Missing the Margins: A Systematic Literature Review on the Demographic Representativeness of LLMs
Indira Sen, Marlene Lutz, Elisa Rogers, David Garcia, Markus Strohmaier
TL;DR
This systematic literature review interrogates how demographic representativeness of LLMs is defined, measured, and reported across 211 empirical studies. It finds widespread underreporting of target populations and demographic subcategories, a heavy U.S.-centering of analyses, and a mix of positive, partial, and negative conclusions about representativeness, with many positive claims lacking disaggregated analyses.

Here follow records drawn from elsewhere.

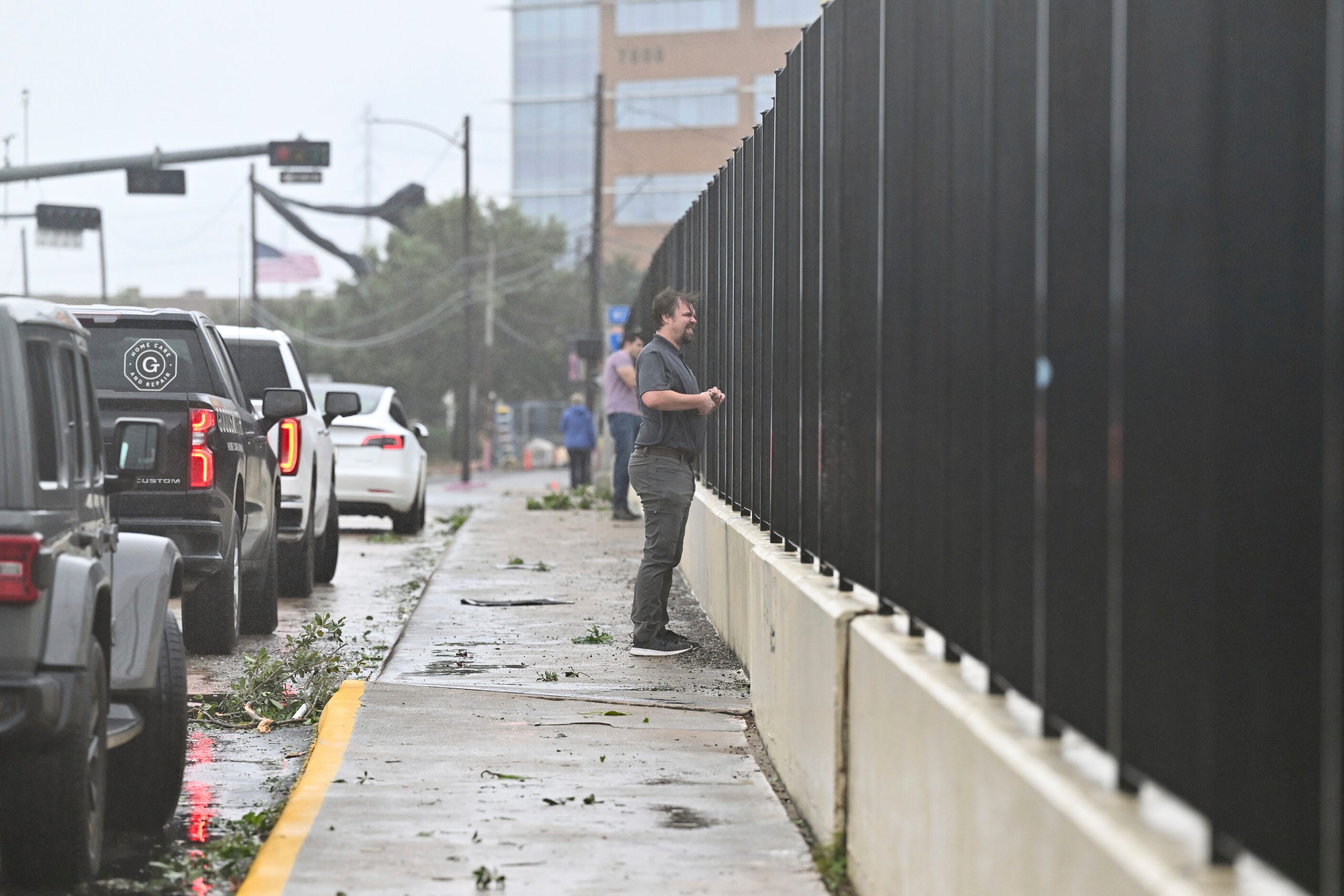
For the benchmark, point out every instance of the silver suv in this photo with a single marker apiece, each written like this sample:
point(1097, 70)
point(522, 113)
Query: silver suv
point(93, 675)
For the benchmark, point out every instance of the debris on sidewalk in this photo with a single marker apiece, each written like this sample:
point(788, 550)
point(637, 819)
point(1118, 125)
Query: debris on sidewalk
point(525, 602)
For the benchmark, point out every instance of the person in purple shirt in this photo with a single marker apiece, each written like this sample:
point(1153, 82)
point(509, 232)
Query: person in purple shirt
point(580, 441)
point(623, 417)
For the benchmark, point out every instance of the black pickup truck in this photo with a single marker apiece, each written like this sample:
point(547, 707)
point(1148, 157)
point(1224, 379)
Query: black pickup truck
point(218, 493)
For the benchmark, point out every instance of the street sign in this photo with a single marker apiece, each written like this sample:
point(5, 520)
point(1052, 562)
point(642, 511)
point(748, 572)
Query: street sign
point(168, 182)
point(300, 154)
point(76, 218)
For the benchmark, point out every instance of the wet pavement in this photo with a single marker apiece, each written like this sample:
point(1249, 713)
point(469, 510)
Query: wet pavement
point(495, 745)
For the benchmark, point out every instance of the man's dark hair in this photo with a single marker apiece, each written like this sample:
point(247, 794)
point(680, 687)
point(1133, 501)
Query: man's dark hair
point(667, 302)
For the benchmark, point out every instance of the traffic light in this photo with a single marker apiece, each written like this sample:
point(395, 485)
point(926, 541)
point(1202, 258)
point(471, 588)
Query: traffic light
point(300, 154)
point(72, 218)
point(156, 180)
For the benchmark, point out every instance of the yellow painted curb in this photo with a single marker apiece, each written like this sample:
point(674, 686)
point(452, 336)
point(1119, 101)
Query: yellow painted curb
point(276, 860)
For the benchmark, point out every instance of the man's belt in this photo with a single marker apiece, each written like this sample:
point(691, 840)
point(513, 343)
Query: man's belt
point(657, 450)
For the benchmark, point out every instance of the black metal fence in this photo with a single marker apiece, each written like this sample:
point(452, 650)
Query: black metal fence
point(1030, 316)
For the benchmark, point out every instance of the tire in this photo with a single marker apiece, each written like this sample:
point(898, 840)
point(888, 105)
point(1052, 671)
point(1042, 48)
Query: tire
point(55, 800)
point(413, 521)
point(211, 613)
point(297, 562)
point(328, 550)
point(144, 777)
point(261, 604)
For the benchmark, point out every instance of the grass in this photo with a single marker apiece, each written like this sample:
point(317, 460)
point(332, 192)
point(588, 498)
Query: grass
point(593, 636)
point(833, 865)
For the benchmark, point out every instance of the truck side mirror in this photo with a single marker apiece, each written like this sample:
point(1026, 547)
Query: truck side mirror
point(276, 405)
point(137, 445)
point(341, 405)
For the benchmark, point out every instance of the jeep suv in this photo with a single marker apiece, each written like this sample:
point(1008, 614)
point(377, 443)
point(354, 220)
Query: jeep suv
point(91, 659)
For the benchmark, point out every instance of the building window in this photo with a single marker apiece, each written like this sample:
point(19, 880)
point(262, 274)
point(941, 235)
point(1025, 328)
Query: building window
point(670, 17)
point(554, 50)
point(764, 93)
point(677, 103)
point(776, 14)
point(656, 199)
point(572, 210)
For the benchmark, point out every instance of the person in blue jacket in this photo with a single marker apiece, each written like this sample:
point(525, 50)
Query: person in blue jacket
point(580, 441)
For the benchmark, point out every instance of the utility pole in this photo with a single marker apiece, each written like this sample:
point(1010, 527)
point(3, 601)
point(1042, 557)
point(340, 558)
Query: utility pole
point(25, 94)
point(596, 251)
point(252, 188)
point(103, 262)
point(467, 391)
point(7, 139)
point(369, 171)
point(490, 299)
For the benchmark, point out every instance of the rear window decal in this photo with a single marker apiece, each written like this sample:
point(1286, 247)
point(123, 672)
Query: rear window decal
point(151, 365)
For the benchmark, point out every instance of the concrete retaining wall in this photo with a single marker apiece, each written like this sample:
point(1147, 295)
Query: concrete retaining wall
point(789, 628)
point(933, 783)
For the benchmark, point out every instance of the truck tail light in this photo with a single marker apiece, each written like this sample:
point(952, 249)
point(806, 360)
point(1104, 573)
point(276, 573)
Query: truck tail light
point(202, 460)
point(386, 441)
point(18, 554)
point(291, 440)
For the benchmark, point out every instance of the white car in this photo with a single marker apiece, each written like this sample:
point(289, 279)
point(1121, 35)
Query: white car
point(381, 467)
point(308, 526)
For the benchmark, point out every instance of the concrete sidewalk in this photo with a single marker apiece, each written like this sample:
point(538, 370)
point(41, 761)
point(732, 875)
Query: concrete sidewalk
point(629, 776)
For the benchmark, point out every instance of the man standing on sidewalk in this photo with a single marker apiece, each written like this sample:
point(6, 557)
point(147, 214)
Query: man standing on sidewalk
point(671, 437)
point(623, 417)
point(580, 441)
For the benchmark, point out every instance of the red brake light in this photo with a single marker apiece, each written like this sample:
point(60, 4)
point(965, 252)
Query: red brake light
point(202, 419)
point(291, 440)
point(202, 461)
point(17, 557)
point(386, 441)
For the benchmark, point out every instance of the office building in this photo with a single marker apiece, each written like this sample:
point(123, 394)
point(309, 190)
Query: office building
point(686, 80)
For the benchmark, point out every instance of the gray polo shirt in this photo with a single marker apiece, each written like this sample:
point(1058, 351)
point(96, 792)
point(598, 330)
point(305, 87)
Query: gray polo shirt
point(662, 367)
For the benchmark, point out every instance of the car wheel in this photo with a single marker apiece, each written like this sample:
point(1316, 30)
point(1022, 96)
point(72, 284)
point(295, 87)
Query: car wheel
point(413, 521)
point(328, 550)
point(296, 563)
point(55, 800)
point(210, 615)
point(144, 777)
point(261, 605)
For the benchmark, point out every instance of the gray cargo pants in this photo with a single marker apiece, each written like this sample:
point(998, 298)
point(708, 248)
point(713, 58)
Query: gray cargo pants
point(666, 487)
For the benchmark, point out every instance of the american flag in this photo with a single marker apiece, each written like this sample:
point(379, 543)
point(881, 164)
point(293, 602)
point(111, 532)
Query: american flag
point(275, 266)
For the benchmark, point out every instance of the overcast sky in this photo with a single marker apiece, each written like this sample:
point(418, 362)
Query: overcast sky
point(109, 80)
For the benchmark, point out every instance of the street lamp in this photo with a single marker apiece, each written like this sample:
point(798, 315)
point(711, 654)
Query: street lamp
point(463, 425)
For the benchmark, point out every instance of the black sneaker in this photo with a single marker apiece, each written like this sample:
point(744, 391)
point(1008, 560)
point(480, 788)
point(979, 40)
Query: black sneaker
point(659, 646)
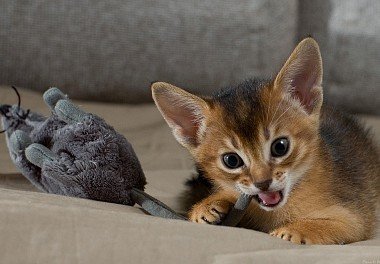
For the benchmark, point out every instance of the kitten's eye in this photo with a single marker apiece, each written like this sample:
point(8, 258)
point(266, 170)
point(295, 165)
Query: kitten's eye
point(232, 160)
point(279, 147)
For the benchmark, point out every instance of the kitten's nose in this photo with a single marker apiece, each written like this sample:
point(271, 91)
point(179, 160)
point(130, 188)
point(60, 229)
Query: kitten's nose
point(264, 185)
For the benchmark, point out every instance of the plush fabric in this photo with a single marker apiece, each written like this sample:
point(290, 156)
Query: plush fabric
point(42, 228)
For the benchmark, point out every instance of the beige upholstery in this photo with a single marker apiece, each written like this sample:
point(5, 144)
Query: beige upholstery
point(43, 228)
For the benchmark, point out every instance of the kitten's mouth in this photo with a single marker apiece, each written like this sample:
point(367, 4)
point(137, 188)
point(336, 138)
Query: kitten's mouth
point(269, 199)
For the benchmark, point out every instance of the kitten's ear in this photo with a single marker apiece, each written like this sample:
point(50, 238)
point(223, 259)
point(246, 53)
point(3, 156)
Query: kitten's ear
point(301, 76)
point(183, 111)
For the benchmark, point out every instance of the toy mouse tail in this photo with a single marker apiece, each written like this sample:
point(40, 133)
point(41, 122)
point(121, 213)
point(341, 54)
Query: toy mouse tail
point(154, 206)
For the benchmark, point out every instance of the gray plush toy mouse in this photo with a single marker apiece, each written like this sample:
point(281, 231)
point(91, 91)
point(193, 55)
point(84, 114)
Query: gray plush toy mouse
point(78, 154)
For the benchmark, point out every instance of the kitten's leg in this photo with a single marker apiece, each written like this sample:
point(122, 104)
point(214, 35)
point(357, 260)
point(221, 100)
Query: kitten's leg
point(342, 228)
point(212, 209)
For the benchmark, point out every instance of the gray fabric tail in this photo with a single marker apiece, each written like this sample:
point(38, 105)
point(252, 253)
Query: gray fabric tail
point(238, 211)
point(154, 206)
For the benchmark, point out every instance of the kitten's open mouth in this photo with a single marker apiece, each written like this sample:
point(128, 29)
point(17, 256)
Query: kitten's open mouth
point(269, 199)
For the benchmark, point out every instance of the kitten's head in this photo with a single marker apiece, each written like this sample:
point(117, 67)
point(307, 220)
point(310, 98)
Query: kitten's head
point(258, 138)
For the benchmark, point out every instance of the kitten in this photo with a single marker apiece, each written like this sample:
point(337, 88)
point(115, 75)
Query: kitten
point(312, 170)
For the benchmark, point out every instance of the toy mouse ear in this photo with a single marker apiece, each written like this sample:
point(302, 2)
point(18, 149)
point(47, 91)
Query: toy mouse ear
point(184, 112)
point(301, 76)
point(62, 106)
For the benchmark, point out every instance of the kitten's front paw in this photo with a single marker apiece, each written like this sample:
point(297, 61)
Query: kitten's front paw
point(210, 212)
point(297, 236)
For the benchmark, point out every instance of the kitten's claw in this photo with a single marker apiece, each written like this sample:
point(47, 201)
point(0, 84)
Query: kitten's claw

The authors argue that this inflates perceived representativeness and propose concrete benchmarks, explicit population definitions, and demographically disaggregated evaluation to improve reliability and social responsibility in LLM deployment. The work provides a publicly available annotated corpus and code to enable reproducibility and future meta-analyses.
Abstract
Many applications of Large Language Models (LLMs) require them to either simulate people or offer personalized functionality, making the demographic representativeness of LLMs crucial for equitable utility. At the same time, we know little about the extent to which these models actually reflect the demographic attributes and behaviors of certain groups or populations, with conflicting findings in empirical research. To shed light on this debate, we review 211 papers on the demographic representativeness of LLMs. We find that while 29% of the studies report positive conclusions on the representativeness of LLMs, 30% of these do not evaluate LLMs across multiple demographic categories or within demographic subcategories. Another 35% and 47% of the papers concluding positively fail to specify these subcategories altogether for gender and race, respectively. Of the articles that do report subcategories, fewer than half include marginalized groups in their study. Finally, more than a third of the papers do not define the target population to whom their findings apply; of those that do define it either implicitly or explicitly, a large majority study only the U.S. Taken together, our findings suggest an inflated perception of LLM representativeness in the broader community. We recommend more precise evaluation methods and comprehensive documentation of demographic attributes to ensure the responsible use of LLMs for social applications. Our annotated list of papers and analysis code is publicly available.